Quirk meme

Jan 28, 2008 20:41

I don't have seven LiveJournal friends, and it's been nearly 6 months since I last posted here, but how can I resist the sultry charms of pearbean?

So, seven quirks about myself. Time for some embarrassment!

i) I have to keep my hands constantly occupied, otherwise I revert to two year-old behaviour and suck my fingers (index and middle finger of left hand). I have been known to do this at work, although so far without detection.

ii) Wooden cooking implements disgust me. I literally shiver with horror when I touch them (although this does soon pass).

iii) Likewise corkboard. Corks in wine bottles are fine, but the backs of heatmats...eeeee...
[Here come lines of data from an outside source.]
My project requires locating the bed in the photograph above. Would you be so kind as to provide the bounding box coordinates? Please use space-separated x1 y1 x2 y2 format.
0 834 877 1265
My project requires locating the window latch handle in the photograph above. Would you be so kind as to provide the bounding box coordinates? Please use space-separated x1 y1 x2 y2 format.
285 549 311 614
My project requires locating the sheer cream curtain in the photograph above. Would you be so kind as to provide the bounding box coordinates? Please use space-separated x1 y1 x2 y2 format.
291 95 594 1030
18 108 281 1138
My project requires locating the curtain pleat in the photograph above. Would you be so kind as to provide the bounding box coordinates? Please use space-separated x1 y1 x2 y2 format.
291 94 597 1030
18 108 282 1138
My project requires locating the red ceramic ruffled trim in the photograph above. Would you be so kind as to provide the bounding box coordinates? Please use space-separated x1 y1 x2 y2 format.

iv) When people say "Oh dear", I automatically launch into the following in my head:

Oh dear, what can the matter be
Two old ladies stuck in the lavatory
They were there from Monday 'til Saturday
Nobody knew they were there.

Sometimes I do this out loud.

v) I am so ticklish that I can be tickled without contact. Fingers moving in a tickling fashion within a two metre radius send me into paroxysms of shrieking laughing and cringing. If you try this on me I may kill you afterwards.

vi) I cannot pronounce the word "bald" properly. I know it should be pronounced "balled" as in "his fist was balled", but I pronounce it like..."bolled". "bold" is "bowled" to me, and they sound different in my head, but apparently to normal English speakers I cannot speak properly.

vii) I have the mental attitude of an overly polite 12 year old. When I swear, I don't pronounce the vowel sounds; I can't say the word "sexual" without giggling, and have to say it with a lisp instead; and so on.

Well, that was embarrassing.

In other news, I have been promoterated. I sat in a meeting about production accounts and almost understood it, and didn't seem to make a complete fool of myself in one day - tomorrow, however, I am being required to make "a report". What this report entails I do not know, but I fear it will be frightening and unknown.

Good thing I've got HobNobs in my desk drawer, then. A man is never lost with a chocolate biscuit and a cup of tea at his side.